Para alguns, o noise não é apenas uma tábua de salvação. É também uma arma contra a opressão diária, feita pelo capital, pela autoridade, pela religião, pelos mass media, pela indústria pop. É uma enorme gosma na cara da sociedade, o vai-te foder! primordial, a única resposta possível a um mundo repleto ele mesmo de ruído; niilismo expresso em som. Será desse estado de espírito que provêm os Savage Morality, colectivo de "anarquistas industriais" de Bristol que se diz nascido das cinzas do underground.

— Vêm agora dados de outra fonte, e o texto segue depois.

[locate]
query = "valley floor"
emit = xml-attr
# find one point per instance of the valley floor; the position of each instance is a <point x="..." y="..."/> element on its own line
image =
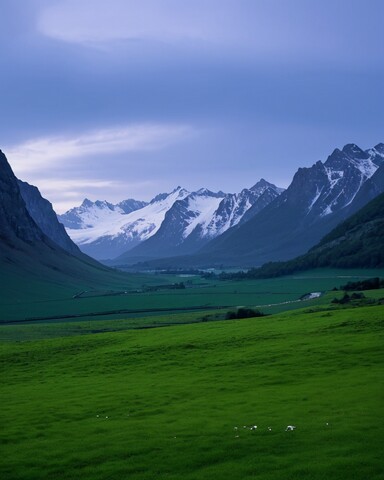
<point x="179" y="402"/>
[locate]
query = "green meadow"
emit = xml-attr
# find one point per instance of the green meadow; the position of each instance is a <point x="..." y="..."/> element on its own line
<point x="130" y="295"/>
<point x="108" y="399"/>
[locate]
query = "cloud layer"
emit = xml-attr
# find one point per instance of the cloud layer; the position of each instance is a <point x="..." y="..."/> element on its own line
<point x="128" y="98"/>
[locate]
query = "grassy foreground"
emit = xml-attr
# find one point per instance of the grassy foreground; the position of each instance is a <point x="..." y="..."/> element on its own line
<point x="164" y="403"/>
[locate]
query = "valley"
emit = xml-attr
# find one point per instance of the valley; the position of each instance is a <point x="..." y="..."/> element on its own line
<point x="106" y="398"/>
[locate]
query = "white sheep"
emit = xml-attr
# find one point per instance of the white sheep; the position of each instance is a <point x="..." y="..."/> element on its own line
<point x="290" y="428"/>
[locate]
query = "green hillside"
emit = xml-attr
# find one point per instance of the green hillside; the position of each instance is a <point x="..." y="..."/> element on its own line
<point x="357" y="242"/>
<point x="178" y="402"/>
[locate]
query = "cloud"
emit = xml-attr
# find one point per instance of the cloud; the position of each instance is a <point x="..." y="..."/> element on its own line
<point x="264" y="28"/>
<point x="50" y="152"/>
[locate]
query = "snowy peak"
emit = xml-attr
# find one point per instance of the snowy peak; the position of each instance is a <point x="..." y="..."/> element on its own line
<point x="330" y="186"/>
<point x="176" y="220"/>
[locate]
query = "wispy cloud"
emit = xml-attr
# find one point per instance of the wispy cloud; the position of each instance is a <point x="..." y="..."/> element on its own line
<point x="44" y="153"/>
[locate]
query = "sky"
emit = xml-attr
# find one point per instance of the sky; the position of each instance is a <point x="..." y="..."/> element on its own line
<point x="122" y="99"/>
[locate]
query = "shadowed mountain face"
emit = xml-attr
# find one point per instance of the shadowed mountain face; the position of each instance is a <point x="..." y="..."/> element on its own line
<point x="26" y="253"/>
<point x="44" y="216"/>
<point x="358" y="242"/>
<point x="318" y="199"/>
<point x="172" y="223"/>
<point x="16" y="225"/>
<point x="193" y="221"/>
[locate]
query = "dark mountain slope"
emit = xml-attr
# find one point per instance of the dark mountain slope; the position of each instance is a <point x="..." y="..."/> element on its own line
<point x="316" y="201"/>
<point x="27" y="255"/>
<point x="45" y="217"/>
<point x="356" y="242"/>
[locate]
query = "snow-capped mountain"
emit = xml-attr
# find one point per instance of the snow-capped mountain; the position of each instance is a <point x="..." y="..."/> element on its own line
<point x="104" y="230"/>
<point x="45" y="217"/>
<point x="179" y="221"/>
<point x="200" y="217"/>
<point x="89" y="214"/>
<point x="317" y="200"/>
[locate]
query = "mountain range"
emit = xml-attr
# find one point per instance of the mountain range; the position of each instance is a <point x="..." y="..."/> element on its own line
<point x="180" y="222"/>
<point x="318" y="198"/>
<point x="34" y="247"/>
<point x="187" y="229"/>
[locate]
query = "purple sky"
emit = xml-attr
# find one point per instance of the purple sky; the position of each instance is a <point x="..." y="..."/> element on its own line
<point x="128" y="98"/>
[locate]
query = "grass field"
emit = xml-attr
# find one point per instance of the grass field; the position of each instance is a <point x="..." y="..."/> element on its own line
<point x="164" y="403"/>
<point x="50" y="301"/>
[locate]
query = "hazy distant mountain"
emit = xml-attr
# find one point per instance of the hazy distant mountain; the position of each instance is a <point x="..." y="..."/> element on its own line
<point x="90" y="213"/>
<point x="178" y="222"/>
<point x="317" y="200"/>
<point x="105" y="231"/>
<point x="44" y="216"/>
<point x="198" y="218"/>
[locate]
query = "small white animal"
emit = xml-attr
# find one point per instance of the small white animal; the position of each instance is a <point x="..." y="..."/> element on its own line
<point x="290" y="428"/>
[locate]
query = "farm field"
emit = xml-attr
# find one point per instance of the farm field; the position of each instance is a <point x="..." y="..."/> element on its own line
<point x="171" y="403"/>
<point x="78" y="302"/>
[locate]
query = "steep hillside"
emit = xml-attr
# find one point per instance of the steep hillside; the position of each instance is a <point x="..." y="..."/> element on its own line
<point x="45" y="217"/>
<point x="356" y="242"/>
<point x="317" y="200"/>
<point x="28" y="256"/>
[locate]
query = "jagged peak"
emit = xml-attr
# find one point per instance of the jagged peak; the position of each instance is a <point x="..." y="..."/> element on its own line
<point x="87" y="203"/>
<point x="353" y="150"/>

Lamentavelmente, não é possível comprovar a veracidade do que dizem - a sua presença online limita-se a umas notas no Discogs e a uma página no Bandcamp. Por outro lado, essa ausência do "mundo real" - onde Facebooks, Twitters, Instagrams e quejandos dizem mais acerca da personalidade de uma pessoa do que um sorriso cara-a-cara - será certamente prova de que aquilo que dizem, e aquilo a que soam, é (a) verdade: a anarquia dá-se mal com carneiradas.

Em Harbinger, o noise chega-nos de uma forma electronicamente processada, não tão dura quando uns Whitehouse, por exemplo, mas com ritmo q.b. que nos permita designá-la por "industrial", e pontuada por alguns samples e/ou vozes não raras vezes incompreensíveis. A sua única falha é ser demasiadamente suave, i.e., elaborado, para que possa ser revolução. Essa quer-se caótica, estrondosa, sem poupar nada nem ninguém. Mas, como preparativo para a mudança, é mais que adequado.